At a Freedom Caucus news conference Tuesday, Roy said, “No one sent us here to borrow an additional $4 trillion to get absolutely nothing in return. But at best, if I’m being really generous, a spending freeze for a couple of years” is what’s in the Fiscal Responsibility Act.

“Not one Republican should vote for this deal,” he proclaimed.

Roy noted that multiple conservative organizations oppose the McCarthy-Biden deal, including Club for Growth, Heritage Foundation, and FreedomWorks.

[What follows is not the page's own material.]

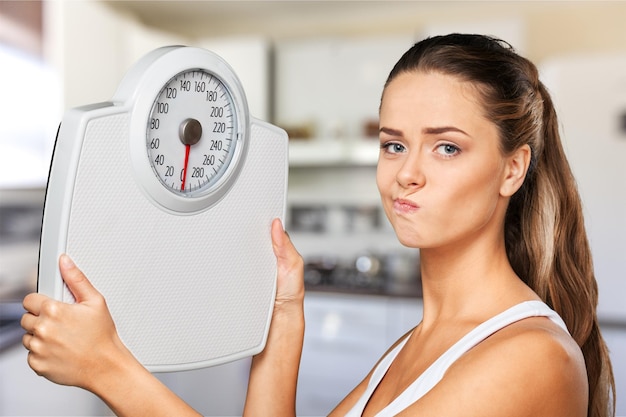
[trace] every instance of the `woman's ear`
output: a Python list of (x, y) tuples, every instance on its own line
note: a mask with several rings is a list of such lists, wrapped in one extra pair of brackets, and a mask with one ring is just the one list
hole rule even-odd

McCarthy defended the Fiscal Responsibility Act in a Sunday The Wall Street Journal opinion piece.

“Perhaps the most historic and foundational change is cutting spending year over year for the first time in more than a decade. Taking aside veterans’ healthcare, which will be fully funded, we will return to 2022 spending levels for nondefense accounts and set top-line spending at 1% growth for the next six years,” the speaker wrote.

“In other words, we will spend less money next year than we did this year — stopping inflationary spending while fully funding national defense, meeting our obligations to veterans, and preserving and protecting Social Security and Medicare,” McCarthy continued.

“No other debt-limit increase in the past decade has reduced overall spending, reduced nondefense spending and reduced the deficit. The Fiscal Responsibility Act is true, transformative spending reform.”